The UBC Thunderbirds proudly showed off their new digs, named after a Tsawwassen resident who has been the heart and soul of the women’s softball team for nearly a decade.
Gord Collings opened his ball field by throwing the ceremonial first pitch as UBC entertained cross-town rival Simon Fraser University on Oct. 2. The result of the game was secondary to the celebration for a program that now gets to play right at the Point Grey campus after being based out of Softball City in South Surrey.
Upgrades to the ball diamond, located at the south end of the campus in Wesbrook Village, included a resurfaced field, new dugouts, bullpens, bleachers and fencing. The Collings Field project was made possible with support from the university, the Collings Stevens Family Foundation and a fundraising campaign spearheaded by volunteers from the softball community.
“It was totally unexpected,” the popular former teacher and principal in the Delta School District told the Optimist after the re-naming of the field was announced. “It’s such a numbing experience to be recognized like that.
“It’s a game changer. Not only in terms of the athletes being able to play in front of other students, but for the administration and staff to see and get an exposure to our game too,” continued Collings. “It’s difficult to drive out to Softball City on a Friday afternoon. Practicing and playing on our own field will be huge, and now when we are recruiting, we can bring them out to look at our park and tie it all in.”
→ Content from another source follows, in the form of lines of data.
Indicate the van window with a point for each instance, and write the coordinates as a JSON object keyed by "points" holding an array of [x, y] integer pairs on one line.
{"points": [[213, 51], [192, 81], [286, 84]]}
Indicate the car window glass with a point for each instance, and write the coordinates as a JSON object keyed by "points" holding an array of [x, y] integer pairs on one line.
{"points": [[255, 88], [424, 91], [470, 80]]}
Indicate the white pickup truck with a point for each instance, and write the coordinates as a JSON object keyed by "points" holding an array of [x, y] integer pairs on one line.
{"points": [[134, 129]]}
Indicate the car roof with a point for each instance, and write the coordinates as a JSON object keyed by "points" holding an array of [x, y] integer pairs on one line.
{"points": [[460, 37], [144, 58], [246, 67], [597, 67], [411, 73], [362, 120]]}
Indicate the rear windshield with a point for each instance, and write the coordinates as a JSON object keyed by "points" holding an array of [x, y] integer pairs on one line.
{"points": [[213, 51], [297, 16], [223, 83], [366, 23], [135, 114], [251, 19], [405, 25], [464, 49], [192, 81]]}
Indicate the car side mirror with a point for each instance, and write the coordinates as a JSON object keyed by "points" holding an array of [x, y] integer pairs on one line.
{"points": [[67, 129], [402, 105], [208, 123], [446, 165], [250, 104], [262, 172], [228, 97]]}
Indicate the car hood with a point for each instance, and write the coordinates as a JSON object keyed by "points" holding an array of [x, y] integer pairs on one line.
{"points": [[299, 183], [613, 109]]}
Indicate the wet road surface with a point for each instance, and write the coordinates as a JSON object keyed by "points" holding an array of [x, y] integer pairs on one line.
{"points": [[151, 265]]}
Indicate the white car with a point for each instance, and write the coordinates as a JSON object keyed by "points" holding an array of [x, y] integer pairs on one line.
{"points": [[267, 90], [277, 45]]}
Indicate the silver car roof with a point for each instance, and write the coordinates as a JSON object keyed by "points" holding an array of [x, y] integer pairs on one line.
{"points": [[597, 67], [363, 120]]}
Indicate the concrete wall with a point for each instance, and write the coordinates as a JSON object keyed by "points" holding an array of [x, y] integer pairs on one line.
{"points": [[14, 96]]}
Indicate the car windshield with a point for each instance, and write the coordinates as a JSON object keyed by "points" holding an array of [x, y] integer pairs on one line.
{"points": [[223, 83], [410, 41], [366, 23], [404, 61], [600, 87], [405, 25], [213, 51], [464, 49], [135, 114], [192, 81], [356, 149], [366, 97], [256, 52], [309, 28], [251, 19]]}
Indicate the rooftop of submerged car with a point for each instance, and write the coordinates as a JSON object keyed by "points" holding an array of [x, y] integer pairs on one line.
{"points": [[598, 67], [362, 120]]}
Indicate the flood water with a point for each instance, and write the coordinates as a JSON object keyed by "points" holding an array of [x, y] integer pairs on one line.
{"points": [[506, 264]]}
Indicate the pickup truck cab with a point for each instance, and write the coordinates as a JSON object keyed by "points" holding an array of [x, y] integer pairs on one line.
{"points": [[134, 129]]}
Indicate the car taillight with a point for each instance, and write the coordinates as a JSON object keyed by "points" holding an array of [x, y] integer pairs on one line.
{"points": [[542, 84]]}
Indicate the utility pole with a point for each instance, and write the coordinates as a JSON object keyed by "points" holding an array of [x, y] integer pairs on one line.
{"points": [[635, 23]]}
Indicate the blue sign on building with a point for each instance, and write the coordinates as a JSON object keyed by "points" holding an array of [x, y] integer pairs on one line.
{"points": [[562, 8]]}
The re-naming of the field pays tribute to the 71-year-old former Delta School District teacher and principal who has spent decades coaching softball at all levels.
Collings took over as the Thunderbirds head coach in 2013, after he earlier launched a program at Douglas College and spent years as coach of the Delta Heat and South Delta Invaders teams. He also guided B.C. teams at the Canada Summer Games. Along the way he coached all three of his daughters.
His tenure at UBC includes fighting for the team’s survival at one point after an overall “sport review” of varsity athletics recommended women’s softball be dropped.
“We decided to fight back and get recognized as a varsity sport. Now we’ve got the support of the administration with president Ono and vice president Kennedy so having them onboard and the support of the departments too is just huge,” he said.
Collings can’t wait for his team to be regularly playing out of his park. The program has been significantly impacted by the COVID-19 pandemic. The 2020 campaign coming to an abrupt halt just a few weeks into the schedule and the 2021 season not happening at all.
The hope is the Thunderbirds will play a full Cascade Conference schedule next spring.